〜Midnight Eden〜 episode4.【月影】
 薬物に溺れたアイドルの殺人事件に追い討ちをかけるように、ネットでは枕営業をした果林と凛々子が血祭りに上げられていた。
フルリールは事実上の解散と言われている。

 フルリールの最後のメンバー、高倉咲希の動向に世間の注目が集まる中、美夜はケイの手掛かりを求めて六本木七丁目を歩き回った。ケイがどのような容姿で、そもそも本当に男かもわからない。

優奈がそう呼んでいただけの、架空の人物を探して街を彷徨《さまよ》う今は五里霧中の雲を掴む気分だ。

 歩き疲れた足をさすって彼女は車を停めたパーキングに戻る。そこで合流した九条は浮かない顔をしていた。

「どうかした?」
『今、雪枝ちゃんからメッセージが来てさ。学校サボったって。親には学校行くフリして家を出たんだけど、学校には行かずに今は高輪《たかなわ》の公園にいるらしい』

 大橋雪枝は今年の春、九条が捜査中に万引きの瞬間を目撃し、未遂で食い止めたことがきっかけで知り合った高校生。名門女子校と名高い紅椿学院高校の一年生だ。

「気になるなら様子見に行く?」
『いいのか?』
「高輪ならここから近い。こんな時間に高校生がふらふらしていたら補導されるよ」

 九条から伝え聞く雪枝の内面は健全な精神の持ち主とは言い難い。思春期特有の鬱憤や世間への反発があったとしても、大多数の十代はそれでも万引きや犯罪を犯さずに大人になれる。

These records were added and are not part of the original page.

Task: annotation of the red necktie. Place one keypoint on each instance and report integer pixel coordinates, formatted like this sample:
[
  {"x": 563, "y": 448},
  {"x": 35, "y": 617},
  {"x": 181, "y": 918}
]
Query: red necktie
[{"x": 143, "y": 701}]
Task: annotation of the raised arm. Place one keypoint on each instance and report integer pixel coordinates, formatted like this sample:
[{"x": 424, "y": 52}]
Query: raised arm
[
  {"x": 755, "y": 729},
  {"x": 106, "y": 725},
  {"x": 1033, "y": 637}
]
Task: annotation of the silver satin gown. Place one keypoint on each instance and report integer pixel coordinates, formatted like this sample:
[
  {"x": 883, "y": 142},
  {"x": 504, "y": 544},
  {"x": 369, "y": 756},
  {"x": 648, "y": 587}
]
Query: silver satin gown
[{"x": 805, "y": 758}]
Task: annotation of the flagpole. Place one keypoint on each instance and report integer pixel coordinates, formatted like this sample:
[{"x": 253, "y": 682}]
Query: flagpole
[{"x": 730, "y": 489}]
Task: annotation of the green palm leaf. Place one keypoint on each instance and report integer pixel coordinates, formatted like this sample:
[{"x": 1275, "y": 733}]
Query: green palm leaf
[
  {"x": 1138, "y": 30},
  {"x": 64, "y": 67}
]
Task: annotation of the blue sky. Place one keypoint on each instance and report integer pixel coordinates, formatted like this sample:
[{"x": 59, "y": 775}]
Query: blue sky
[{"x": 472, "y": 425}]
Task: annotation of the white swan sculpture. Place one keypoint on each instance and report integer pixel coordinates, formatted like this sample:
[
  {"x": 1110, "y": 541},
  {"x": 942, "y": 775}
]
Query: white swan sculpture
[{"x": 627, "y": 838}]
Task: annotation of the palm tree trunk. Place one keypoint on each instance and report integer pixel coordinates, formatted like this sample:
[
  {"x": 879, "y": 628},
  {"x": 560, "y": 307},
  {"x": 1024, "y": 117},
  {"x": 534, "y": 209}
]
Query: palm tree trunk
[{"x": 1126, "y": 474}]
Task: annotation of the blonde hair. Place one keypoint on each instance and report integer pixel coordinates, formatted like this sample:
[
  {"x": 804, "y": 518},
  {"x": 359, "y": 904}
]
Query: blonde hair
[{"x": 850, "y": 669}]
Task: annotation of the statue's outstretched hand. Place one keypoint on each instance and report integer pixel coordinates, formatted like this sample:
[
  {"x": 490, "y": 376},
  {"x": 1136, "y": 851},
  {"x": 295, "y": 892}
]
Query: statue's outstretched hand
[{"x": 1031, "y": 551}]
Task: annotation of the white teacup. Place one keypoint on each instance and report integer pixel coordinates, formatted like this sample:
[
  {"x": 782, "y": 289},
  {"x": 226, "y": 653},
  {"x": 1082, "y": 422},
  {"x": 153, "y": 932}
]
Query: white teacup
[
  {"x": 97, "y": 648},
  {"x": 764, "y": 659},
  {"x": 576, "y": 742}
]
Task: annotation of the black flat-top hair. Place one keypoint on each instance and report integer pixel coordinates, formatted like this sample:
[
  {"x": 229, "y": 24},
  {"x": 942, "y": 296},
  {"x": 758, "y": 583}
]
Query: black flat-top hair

人と獣の境界線を越えない十代と、越えてしまう十代がいる。雪枝にはあと一歩の境界線を越えてしまう危うさがあると、美夜は常々感じていた。

『雪枝ちゃん、学校での人付き合いに悩んでる様子だった。今のところは不登校にはなってないようだけど、ずる休みは危ない傾向だよな』
「下手をすれば、これがきっかけで学校に行けなくなるかもね。対応は間違えないように」
『おう。任せろ』

 雪枝の心の拠り所が九条になってしまっているこの状況を彼はどこまで理解している?
高輪まで車を走らせる隣の相棒は、果たしてどこまでわかっているのだろうか。